I wonder why they didn't test against the broadly available Strix Halo with 128GB of 256 GB/s memory bandwidth, 16 core full-fat Zen5 with AVX512 at $2k... it is a mystery...
Strix Halo has the problem that prefill is incredibly slow if your context is not very small.
The only thing that might be interesting about this DGX Spark is it's prefill manages to be faster due to better compute. I haven't compared the numbers yet, but they are included in the article.
Something is wrong with your numbers: gpt-oss-20b and gpt-oss-120b should be much much faster than what you are seeing.

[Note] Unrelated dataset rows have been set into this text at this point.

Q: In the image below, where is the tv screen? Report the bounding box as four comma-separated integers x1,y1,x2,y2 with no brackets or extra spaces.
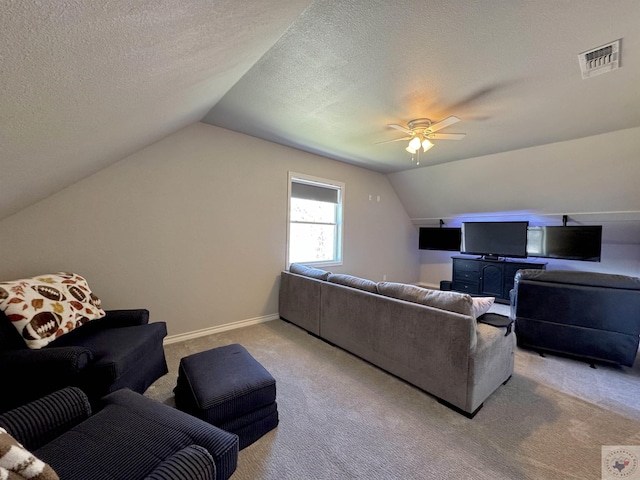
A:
418,227,462,252
461,222,529,258
527,225,602,262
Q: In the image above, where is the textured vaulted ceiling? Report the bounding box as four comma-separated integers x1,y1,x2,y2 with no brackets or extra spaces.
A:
0,0,640,218
0,0,310,218
205,0,640,172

I would suggest you familiarize yourself with llama-bench instead of ollama.
Running gpt-oss-120b with a rtx 5090 and 2/3 of the experts offloaded to system RAM (less than half of the memory bandwidth of this thing), my machine gets ~4100tps prefill and ~40tps decode.
Your spreadsheet shows the spark getting ~94tps prefill and ~11tps decode.
Now, it's expected that my machine should slaughter this thing in prefill, but decode should be very similar or the spark a touch faster.
Your system RAM is probably 1/20th the VRAM bandwidth of the 5090 (way way less than half) unless you're running a workstation board with quad or 8 channel RAM, then it's only about 1/10th or 1/5th respectively.
We actually profiled one of the models, and saw that the last GeMM, which is completely memory bound, is taking a lot of time, which reduces the token speed by a lot.